At 60 Group, Fennessy led the operational deployment of many radar and radio navigation systems. These included the development of portable radar systems, and both Gee and Oboe navigation systems. One particularly ironic development concerns the Sonne long-range radio navigation system set up by the Luftwaffe. Sonne proved so useful to RAF Coastal Command that when pushing back of the front lines by the Allies meant Germany no longer had access to Spain, Fennessy arranged for spare parts to be delivered to the Sonne broadcasters located there.

In late 1943 Fennessy prepared a plan for navigation and pathfinding systems to support an amphibious landing on the continent. He selected Normandy as his example location, and when he presented the plan he was detained by Provost Marshals until he convinced them that this was accidental. He was then "bigoted" into planning for the invasion, and given the task of making the plan come to fruition. He was Mentioned in Despatches and appointed to the Order of the British Empire (OBE) in 1944, Commander of the Order of the British Empire (CBE) in 1957, and knighted in 1975.

==After the war==
Fennessy was demobilised as a Group Captain in the RAF Volunteer Reserve in 1945. For five years he commanded No 3700 (City of London) Radar Reporting Unit. In 1946 he took a position with the Decca Navigator Company, a recent spin-off from Decca Records created to commercialise the Decca Navigator System built by the company during the war. By 1950 Fennessy had completed development of low-cost radar systems, leading to another spin-off, Decca Radar, with Fennessy as the managing director.

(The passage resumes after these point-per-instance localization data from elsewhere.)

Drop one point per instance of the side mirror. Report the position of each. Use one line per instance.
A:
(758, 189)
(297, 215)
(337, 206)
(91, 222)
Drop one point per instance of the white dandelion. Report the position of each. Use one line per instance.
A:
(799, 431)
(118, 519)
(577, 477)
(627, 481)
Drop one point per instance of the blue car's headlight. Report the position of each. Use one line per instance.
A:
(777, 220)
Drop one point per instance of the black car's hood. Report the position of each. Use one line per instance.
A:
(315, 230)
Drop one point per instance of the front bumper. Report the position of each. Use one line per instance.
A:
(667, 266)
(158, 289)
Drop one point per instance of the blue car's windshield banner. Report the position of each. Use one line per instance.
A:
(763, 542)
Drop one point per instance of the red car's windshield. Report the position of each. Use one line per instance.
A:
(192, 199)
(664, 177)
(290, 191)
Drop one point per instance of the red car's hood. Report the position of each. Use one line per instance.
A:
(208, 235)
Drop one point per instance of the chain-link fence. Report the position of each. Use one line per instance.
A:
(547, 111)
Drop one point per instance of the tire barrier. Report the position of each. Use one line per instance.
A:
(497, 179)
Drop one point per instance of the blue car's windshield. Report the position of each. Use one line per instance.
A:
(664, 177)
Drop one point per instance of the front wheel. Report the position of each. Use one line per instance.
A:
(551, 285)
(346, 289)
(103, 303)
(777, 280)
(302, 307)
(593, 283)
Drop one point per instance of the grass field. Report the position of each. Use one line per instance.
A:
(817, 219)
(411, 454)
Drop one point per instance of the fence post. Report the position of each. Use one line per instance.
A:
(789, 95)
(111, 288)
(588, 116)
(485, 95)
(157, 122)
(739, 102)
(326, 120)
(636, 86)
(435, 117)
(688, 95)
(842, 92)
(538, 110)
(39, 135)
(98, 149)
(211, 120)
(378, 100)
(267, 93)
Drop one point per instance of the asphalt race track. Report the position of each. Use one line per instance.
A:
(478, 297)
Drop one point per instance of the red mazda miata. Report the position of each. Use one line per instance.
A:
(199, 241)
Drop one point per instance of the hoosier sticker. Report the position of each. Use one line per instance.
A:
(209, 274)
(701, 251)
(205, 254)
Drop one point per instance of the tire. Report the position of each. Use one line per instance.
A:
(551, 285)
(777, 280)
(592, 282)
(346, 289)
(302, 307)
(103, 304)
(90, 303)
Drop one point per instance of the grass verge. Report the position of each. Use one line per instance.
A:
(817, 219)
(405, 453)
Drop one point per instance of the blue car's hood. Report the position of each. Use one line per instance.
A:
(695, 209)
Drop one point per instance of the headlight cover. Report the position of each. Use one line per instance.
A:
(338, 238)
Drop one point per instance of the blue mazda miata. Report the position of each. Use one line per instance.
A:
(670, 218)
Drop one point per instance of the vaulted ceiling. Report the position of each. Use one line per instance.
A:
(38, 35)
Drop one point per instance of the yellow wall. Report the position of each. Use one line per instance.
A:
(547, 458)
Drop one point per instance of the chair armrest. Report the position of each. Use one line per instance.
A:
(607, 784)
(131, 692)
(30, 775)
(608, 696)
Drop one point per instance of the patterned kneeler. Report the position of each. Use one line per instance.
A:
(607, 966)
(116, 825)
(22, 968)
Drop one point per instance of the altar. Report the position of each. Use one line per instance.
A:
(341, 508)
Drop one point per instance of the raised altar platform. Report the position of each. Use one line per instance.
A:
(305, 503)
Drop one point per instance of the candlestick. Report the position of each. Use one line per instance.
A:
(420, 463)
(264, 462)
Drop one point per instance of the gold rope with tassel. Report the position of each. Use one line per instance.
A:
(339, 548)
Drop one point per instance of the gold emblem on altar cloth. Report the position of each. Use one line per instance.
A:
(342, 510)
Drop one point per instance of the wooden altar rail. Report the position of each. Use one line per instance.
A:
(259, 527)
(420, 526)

Decca held a commanding lead in the UK civil maritime radar world for many years, and was a major player worldwide. In 1952 he led efforts that eventually won the contract for the RAF's "Type 80 radar", and opened a large factory at Cowes on the Isle of Wight to produce them. This factory remained a major radar factory throughout its history.

In 1965 Decca Radar was sold to Plessey to become the Plessey Radar Company. Fennessy remained as the managing director of the new company. He moved into telecommunications research when Plessey and GEC formed a joint effort to build satellite ground stations. In 1969 Fennessy became the managing director of British Telecommunications Research, part of the General Post Office.

In 1975 he was promoted to become the Post Office's deputy chairman, where he led an effort to get phones into the field. At the time there was a 225,000 person long waiting list for phones, mostly due to the lack of switching capability. He solved this problem by deploying truck-based mobile switches formerly used by the military. That year he presented the 20 millionth telephone in the UK, which was also the 5 millionth in London.

==Last years/death==
After retiring in 1977, he took on a number of consultancy jobs; including IMA Microwave Products and British Medical Data Systems, among others. A widower in 1983, he remarried Leonora Patricia Birkett the following year. He was survived by his second wife, his two children from his first marriage, and four grandchildren - one of whom is the Canadian writer Camilla Gibb.